Mirage F1 --- Cartelle

tradotto da BabelFish

< Mirage 2000
Mirage III >

Mirage F1

Mirage F1 In base alle importanti vendite all'esportazione di cui è stato oggetto, sembra abbastanza difficile credere che Mirage F1 sia scelto dall'esercito dell'aria dopo molte esitazioni e che costituì alla fine un'iniziativa privata della ditta Dassault. Concepito per garantire il cambio del Mirage III e 5, Mirage F1 è, nonostante la sua denominazione, molto diverso dai suoi predecessori. Beneficiando di un'aerodinamica nuova e di un'elettronica aeronautica moderna, costituisce un apparecchio eccellente di combattimento che è stato provato varie volte in operazione dalle forze aeree irachene e marocchine come pure dalla South African aviazione militare. Utilizzate da numerosi paesi dal mondo, sette macchine polivalenti e potenti formano il rinforzo di molte aviazioni militari nel corso degli anni 60, mentre la produzione del Mirage III raggiungeva vertici, l'esercito dell'aria si applicava a definire una macchina di combattimento capace di prendere il seguito dell'aereo ad ala in delta di Dassault. Quest'ultimo si interessava all'epoca a due concetti futuristici: il decollo ed atterraggio verticali da un lato, ed il profilo a freccia variabile dell'altra. Orientandosi inizialmente verso l'aereo a decollo ed atterraggio verticali, i responsabili aerei francesi si interessarono successivamente ad un apparecchio alla geometria variabile; ma, confrontati a costi finanziari considerevoli ed ai termini inevitabili inerenti alla realizzazione di apparecchi complessi, durano rinunciare a questi due tipi di macchine. L'esercito dell'aria si trovava dunque senza successore del Mirage III degno di questo nome.

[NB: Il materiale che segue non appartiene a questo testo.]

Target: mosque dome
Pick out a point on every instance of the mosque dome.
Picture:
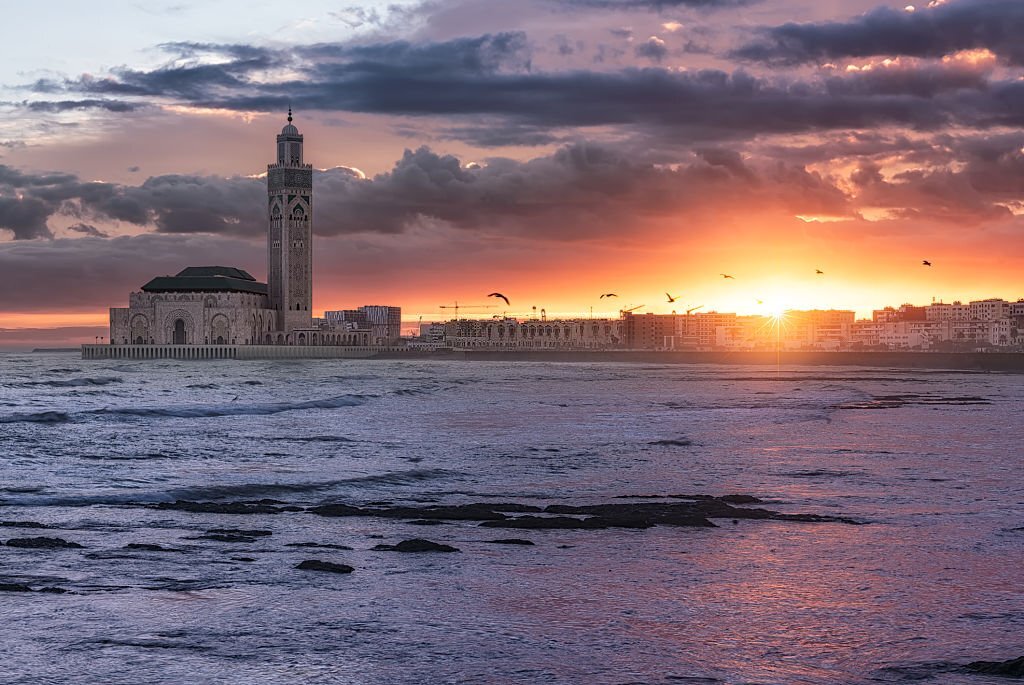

Mirage G (all'origine Mirage IIIG) alla geometria variabile doveva essere azionato da un reattore a doppio flusso SNECMA TF306 provato sul Mirage IIIT. Ma, a causa della sua configurazione in delta, che poneva problemi di maniabilité alle velocità basse, Dassault scelse un altro apparecchio, Mirage F.2 (alla partenza Mirage IIIF2), per studiare questo settore di volo. Formato di una fusoliera di Mirage G e di un profilo come pure di empennages convenzionali, Mirage F.2 avrebbe potuto, agli occhi dello stato maggiore aereo francese, costituire un buono aereo di transizione tra Mirage III e la generazione prevista di apparecchi di combattimento alla geometria variabile. Dassault che non condivideva questo punto di vista, considerava che una macchina di dimensioni inferiori avrebbe convenuto meglio all'esercito dell'aria ed ad eventuali clienti esterni.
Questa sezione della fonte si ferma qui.